Located at the top of the popular Western Australian tourist town in a newly transformed space, de’sendent will open its doors on Thursday January 25th, 2024, with reservations online now.
Owners Ann Spencer and Executive Chef Evan Hayter are behind the project, which Hayter describes as the next incarnation of Arimia, but distinctly different. “The approach will be seasonal, refined dining… but the mood will be darker, more intimate,” said Hayter.
The new 35-seat restaurant was born from the passion and vision behind Arimia Estate, which built a strong reputation for its unwavering dedication to growing and sourcing high-quality, local, organic produce from suppliers who cared deeply for the land. “Guests would come back to Arimia because it stood for something,” said Spencer. “Evan is deeply passionate about where his ingredients come from – how they’re grown and reared, and ensuring they’re sourced from like-minded producers who share our values.”
“We forged a unique partnership at Arimia, and overcame a lot of challenges. de’sendent is the evolution of an important story, and represents our determination to share our dining philosophy with the world,” she said.
When asked about the inspiration for his approach, Hayter’s answer is simple: “Flavour.” Guests can expect high-end West Australian ingredients including abalone, full-blooded Waygu beef, marron and uni (sea urchin), sourced from passionate, small-batch suppliers.
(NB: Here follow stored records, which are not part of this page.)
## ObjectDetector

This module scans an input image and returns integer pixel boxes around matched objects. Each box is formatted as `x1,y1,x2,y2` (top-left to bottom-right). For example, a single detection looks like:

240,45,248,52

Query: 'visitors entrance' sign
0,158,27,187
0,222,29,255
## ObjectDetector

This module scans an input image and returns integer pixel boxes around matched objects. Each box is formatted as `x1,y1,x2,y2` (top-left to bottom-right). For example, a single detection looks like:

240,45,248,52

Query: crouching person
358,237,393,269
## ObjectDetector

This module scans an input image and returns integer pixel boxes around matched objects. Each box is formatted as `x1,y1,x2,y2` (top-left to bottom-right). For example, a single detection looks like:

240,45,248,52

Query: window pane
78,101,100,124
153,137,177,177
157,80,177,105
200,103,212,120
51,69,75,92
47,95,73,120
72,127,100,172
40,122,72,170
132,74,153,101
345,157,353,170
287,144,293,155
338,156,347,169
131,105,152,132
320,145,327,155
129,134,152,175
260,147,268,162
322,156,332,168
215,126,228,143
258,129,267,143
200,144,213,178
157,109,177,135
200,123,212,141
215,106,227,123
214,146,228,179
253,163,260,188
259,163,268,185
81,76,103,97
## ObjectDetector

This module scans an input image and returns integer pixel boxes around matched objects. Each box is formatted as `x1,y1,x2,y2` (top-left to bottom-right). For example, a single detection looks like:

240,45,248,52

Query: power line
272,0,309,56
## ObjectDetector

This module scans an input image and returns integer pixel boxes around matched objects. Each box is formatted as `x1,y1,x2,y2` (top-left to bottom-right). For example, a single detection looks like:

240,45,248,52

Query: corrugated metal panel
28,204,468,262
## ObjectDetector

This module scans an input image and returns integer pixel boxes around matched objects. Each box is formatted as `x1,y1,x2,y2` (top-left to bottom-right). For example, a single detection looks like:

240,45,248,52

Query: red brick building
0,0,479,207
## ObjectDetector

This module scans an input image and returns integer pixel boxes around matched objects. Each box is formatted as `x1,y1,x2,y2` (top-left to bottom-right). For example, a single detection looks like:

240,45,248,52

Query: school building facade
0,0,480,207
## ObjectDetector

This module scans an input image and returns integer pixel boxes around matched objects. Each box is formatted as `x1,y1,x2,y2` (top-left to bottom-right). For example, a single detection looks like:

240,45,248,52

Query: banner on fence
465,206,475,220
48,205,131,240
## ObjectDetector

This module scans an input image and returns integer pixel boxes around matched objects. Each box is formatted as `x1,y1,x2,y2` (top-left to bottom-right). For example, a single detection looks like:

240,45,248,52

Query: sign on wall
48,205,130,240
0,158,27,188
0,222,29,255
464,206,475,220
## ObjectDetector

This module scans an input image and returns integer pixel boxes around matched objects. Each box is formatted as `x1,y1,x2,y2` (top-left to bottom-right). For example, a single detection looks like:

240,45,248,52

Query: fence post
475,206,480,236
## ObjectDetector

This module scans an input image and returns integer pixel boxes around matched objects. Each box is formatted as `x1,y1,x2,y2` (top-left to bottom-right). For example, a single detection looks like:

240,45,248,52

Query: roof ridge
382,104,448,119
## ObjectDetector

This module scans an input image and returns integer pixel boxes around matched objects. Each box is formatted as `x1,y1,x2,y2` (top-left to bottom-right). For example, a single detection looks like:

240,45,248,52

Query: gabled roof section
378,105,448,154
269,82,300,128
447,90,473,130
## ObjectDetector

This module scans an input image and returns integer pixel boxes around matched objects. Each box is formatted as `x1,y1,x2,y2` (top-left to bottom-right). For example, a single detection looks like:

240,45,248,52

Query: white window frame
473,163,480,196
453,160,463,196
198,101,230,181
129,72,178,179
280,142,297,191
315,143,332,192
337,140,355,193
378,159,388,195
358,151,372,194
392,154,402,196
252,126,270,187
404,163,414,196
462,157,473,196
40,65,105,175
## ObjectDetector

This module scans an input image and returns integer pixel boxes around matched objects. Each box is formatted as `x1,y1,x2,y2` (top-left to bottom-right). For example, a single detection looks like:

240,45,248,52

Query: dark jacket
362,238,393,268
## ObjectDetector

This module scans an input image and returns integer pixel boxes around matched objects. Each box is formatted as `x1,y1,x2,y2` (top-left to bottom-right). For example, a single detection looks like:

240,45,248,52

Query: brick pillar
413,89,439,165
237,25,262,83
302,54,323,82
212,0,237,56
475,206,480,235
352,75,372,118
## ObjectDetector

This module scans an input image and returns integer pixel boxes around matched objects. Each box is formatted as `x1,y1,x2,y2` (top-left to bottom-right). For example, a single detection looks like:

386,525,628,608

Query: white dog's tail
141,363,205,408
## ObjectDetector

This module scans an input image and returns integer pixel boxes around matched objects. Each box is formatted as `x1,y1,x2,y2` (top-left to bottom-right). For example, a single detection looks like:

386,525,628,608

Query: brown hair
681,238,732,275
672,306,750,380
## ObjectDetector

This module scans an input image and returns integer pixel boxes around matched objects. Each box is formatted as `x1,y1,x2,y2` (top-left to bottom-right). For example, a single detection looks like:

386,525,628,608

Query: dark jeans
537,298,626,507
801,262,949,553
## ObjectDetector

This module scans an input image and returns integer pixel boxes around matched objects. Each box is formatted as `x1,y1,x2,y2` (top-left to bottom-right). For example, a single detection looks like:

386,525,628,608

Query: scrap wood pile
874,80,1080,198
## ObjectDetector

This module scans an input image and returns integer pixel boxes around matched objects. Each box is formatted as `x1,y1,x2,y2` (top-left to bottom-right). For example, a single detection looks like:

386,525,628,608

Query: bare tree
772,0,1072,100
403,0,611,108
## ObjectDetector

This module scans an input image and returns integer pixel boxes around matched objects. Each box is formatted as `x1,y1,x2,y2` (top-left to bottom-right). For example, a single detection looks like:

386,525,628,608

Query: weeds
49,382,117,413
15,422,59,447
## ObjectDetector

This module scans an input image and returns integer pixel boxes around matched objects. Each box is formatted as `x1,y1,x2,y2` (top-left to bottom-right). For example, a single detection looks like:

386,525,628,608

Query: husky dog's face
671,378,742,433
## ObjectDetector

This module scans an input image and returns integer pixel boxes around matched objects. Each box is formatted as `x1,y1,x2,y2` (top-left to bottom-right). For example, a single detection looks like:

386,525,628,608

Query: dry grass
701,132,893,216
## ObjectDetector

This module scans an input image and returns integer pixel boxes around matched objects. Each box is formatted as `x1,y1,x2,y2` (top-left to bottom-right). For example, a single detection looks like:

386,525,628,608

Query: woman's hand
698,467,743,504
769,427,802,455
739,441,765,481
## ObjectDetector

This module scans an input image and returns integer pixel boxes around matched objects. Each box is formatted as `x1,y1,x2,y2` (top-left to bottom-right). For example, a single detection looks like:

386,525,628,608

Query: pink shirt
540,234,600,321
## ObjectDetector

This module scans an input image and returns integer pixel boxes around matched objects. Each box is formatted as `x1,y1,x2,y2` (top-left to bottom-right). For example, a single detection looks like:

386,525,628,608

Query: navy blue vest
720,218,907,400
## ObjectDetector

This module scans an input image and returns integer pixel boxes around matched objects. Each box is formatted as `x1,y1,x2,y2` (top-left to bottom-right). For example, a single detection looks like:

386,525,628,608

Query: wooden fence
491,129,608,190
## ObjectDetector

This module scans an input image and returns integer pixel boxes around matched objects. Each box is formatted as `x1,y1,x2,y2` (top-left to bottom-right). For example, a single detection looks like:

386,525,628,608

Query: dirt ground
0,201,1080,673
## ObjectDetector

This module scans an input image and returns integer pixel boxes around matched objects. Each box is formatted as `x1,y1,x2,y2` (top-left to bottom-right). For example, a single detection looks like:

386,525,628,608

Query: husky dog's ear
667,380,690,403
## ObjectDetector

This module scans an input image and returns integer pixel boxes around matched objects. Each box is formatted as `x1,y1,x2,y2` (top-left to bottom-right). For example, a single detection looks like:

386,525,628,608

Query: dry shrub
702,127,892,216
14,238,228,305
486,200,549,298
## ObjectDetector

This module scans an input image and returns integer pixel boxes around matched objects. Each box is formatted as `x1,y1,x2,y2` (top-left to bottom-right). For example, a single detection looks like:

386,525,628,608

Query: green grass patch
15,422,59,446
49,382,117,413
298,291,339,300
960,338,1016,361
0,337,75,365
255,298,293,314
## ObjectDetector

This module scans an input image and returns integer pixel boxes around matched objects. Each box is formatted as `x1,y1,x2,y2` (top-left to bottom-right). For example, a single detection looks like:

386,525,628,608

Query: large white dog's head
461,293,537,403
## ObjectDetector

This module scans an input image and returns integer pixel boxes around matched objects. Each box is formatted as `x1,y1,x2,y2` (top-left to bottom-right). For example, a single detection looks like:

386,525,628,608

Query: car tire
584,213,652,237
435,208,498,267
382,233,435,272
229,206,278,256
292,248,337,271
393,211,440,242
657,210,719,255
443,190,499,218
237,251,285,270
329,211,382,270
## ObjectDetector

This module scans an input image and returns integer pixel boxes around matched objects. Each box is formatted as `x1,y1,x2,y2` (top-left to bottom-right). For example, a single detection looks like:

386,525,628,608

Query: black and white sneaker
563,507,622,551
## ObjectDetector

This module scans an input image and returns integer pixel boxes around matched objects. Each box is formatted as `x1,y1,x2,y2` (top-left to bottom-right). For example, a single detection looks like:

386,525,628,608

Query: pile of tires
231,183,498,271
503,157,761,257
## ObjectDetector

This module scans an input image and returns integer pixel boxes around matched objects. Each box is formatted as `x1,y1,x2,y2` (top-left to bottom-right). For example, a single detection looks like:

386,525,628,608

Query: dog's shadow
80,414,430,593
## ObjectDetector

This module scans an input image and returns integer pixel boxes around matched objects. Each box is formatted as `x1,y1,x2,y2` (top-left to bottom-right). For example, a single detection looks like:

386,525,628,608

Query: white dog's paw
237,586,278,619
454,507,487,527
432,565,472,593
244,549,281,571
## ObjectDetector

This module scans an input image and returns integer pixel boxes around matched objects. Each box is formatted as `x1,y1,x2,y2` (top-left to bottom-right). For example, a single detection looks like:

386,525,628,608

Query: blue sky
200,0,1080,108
A diverse wine list will showcase premium local, national and global wines that complement the calibre of the food.
The name de’sendent signifies the cultivation of a new culinary chapter for business partners Hayter and Spencer, as well as treasured family ties. “Arimia was named after Ann’s two daughters, while the new restaurant’s logo is a drawing by my late brother. I’ve always wanted to incorporate him into what I do,” said Hayter.
“He loved to draw, and he drew some pretty interesting things as an adult. The logo is a quirky little dude with three legs wearing a dress… I mean, my brother was ahead of his time,” Hayter quipped.
On the spelling of de’sendent, Hayter remarked that Arimia was a mash-up of Spencer’s daughters names but was often misspelled. “We’ve continued that tradition by deliberately misspelling de’sendent. The apostrophe’s just to mess with people,” he pointed out. There’s a link to Hayter’s passion for punk rock, too; a not-so-subtle nod to his favourite American punk band, The Descendents.
Local designer Kerry Brooks is leading the restaurant’s interior architecture, which she says is driven by the narrative of personal history; an enduring legacy of what came before. Brooks describes the building as “unassuming”, but asserts that the interiors will be far from it. “The space will depict a timeless, classical elegance that complements an elevated dining experience,” she said.
An open kitchen will facilitate an intimate connection between diners and the culinary team, with dishes personally served by the chefs, including Hayter himself. “This was a considered design decision, to evoke warmth and invite a sense of comfort,” said Brooks.
Reservations are now available online for de’sendent, which will be open for dinner Wednesday – Saturday.